2. Change the data model to include an instance that is of type
artstorcontrolledTerm:architecture_site e.g. assuming (1) and (2), 

artstordata:UCSD001
	artstor:subject [ rdf:type
artstorcontrolledTerm:Architecture_artists ] .

then we can now infer

artstordata:UCSD001
	artstor:subject [ rdf:type artstorcontrolledTerm:Architecture ] .

Advantages: This will work with standard RDFS inference, so no need for
custom rule processors.

Disadvantages: This makes the data model more complicated. Secondly it
increases the complexity of the inference task - for example we now have to
inference over every bNode of type arstorcontrolledTerm:architecture_artists
rather than just a single instance of the
artstorcontrolledTerm:Architecture_artists class as in solution (1). Thirdly
it will require changes to both the Haystack and Longwell clients. 


3. I'm not so clear on this, but I think we could use owl:hasValue e.g.

artstordata:UCSD001
	artstor:subject	artstorcontrolledTerm:Architecture_artists .

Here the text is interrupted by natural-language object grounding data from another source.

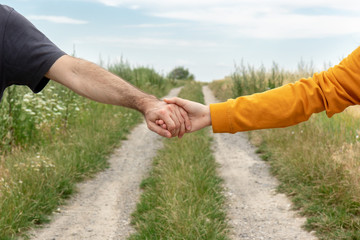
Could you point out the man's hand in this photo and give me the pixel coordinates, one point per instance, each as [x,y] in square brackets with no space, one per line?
[96,83]
[174,117]
[198,113]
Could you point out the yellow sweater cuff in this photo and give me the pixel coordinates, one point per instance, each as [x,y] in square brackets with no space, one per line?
[220,119]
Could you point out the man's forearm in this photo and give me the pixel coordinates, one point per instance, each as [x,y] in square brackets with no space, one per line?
[96,83]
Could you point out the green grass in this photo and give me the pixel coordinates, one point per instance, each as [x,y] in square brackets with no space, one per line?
[317,162]
[318,165]
[52,140]
[182,197]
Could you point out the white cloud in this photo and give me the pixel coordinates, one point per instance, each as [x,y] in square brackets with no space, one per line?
[57,19]
[151,42]
[259,18]
[149,25]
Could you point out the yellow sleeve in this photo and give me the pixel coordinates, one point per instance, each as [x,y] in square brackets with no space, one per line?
[331,90]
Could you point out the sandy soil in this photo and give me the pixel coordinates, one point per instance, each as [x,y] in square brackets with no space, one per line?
[102,208]
[255,210]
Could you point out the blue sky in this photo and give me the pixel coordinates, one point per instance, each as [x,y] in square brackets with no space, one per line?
[206,36]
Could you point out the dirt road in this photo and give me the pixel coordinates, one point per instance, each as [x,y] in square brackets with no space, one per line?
[102,208]
[254,209]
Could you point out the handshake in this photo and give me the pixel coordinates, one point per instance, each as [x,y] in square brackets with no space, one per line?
[176,116]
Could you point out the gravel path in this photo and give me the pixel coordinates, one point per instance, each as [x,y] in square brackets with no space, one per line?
[255,210]
[102,208]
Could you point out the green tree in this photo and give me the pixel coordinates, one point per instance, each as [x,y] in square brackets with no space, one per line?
[181,73]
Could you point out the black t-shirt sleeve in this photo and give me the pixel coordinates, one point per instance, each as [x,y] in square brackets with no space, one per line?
[27,54]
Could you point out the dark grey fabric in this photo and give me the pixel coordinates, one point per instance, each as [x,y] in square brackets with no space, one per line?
[26,54]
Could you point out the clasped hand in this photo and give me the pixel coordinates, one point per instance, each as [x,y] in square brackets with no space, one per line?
[177,116]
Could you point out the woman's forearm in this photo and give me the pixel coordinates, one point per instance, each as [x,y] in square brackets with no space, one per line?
[331,90]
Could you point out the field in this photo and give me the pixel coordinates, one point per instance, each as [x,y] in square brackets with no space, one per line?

artstorcontrolledTermClass:Architecture_artists 
	rdf:type	owl:Class ;
	rdfs:subClassOf	artstorcontrolledTermClass:Architecture
	rdfs:subClassOf	[
		rdf:type owl:Restriction ;
		owl:onProperty artstor:subject ;
		owl:hasValue artstorcontrolledTerm:Architecture_artists ; ]
.

which allows us to infer

artstordata:UCSD001
	rdf:type	artstorcontrolledTermClass:Architecture_artists ;
	rdf:type	arcstorcontrolledTermClass:Architecture

Advantages: This works with standard OWL inference, so no need for custom
rule processors.

Disadvantages: This adds complexity to the schema / ontology, as every
controlled term is now represented by two URIs, one the controlled term in
the property, the other representing the type. As I see it, this is related
to a standard modelling question in RDF e.g. when should do we do this

a
	b	c ;
	d	e ;
	f	g ;

and when should we do this:

a
	rdf:type	b_c ;
	rdf:type 	d_e ;
	rdf:type	f_g ;

MY RECOMMENDATION:

As I am having to use a custom inference engine at the moment anyway, I
think solution (1) is the easiest. The proposed RDF standard for thesauri
http://www.w3c.rl.ac.uk/SWAD/rdfthes.html
also seems to be predicated on the existence of custom processors rather
than leveraging OWL and RDFS. At some point, we can migrate our vocabularies
to use this standard, and then programs that use this standard can also use
our (well the Artstor) vocabularies. 

Can anybody else think of any other alternatives here, and do people agree
that solution (1) is the way forward or do people have a strong preference
for one of the other alternatives and if so why?

Mark Butler
Research Scientist 
HP Labs Bristol
http://www-uk.hpl.hp.com/people/marbut 

Received on Thursday, 5 February 2004 09:25:08 UTC